Padre Miguel Marte 

Supliqué, y se me concedió la prudencia; invoqué, y vino a mí el espíritu de sabiduría. La preferí a cetros y tronos, y, en su comparación, tuve en nada la riqueza. No le equiparé la piedra más preciosa, porque todo el oro, a su lado, es un poco de arena, y, junto a ella, la plata vale lo que el barro. La quise más que la salud y la belleza, y me propuse tenerla por luz, porque su resplandor no tiene ocaso. Con ella me vinieron todos los bienes juntos, en sus manos había riquezas incontables. (Sabiduría 7, 7-11).
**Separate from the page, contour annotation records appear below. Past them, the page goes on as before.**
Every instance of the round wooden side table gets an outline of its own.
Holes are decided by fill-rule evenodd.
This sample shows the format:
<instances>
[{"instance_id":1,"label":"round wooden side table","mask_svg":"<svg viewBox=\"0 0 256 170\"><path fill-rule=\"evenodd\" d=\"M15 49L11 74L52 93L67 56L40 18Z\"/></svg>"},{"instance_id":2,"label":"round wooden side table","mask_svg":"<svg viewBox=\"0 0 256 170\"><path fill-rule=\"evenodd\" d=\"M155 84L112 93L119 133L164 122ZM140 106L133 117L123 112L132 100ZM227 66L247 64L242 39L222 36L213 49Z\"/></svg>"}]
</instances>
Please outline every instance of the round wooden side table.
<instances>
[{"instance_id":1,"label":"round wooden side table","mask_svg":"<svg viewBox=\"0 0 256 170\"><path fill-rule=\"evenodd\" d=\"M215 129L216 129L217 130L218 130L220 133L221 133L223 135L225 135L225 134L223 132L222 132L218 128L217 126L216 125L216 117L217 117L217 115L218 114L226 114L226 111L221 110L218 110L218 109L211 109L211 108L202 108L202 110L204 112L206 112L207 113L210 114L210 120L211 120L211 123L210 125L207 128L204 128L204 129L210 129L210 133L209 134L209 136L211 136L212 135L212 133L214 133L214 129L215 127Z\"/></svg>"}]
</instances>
Se trata de un fragmento del llamado “elogio de la Sabiduría”, que comprende los capítulos 7 y 8 del libro que lleva ese mismo nombre. En estos versículos el autor pone en labios de Salomón una oración pidiendo Sabiduría. Con ella recrea aquella ocasión en que el hijo de David, al ser elegido rey, fue a un santuario a pedir Sabiduría para poder gobernar al pueblo. Allí pidió un corazón sabio (1Re 3,9). En nuestro texto, el orante prefiere la Sabiduría a todos los bienes materiales que el poder lleva consigo. La Sabiduría sobre todo se recibe, aunque haya que pedirla. Pedirla es ya un acto sabio: el hombre reconoce que por sí mismo no puede alcanzar todo lo que busca.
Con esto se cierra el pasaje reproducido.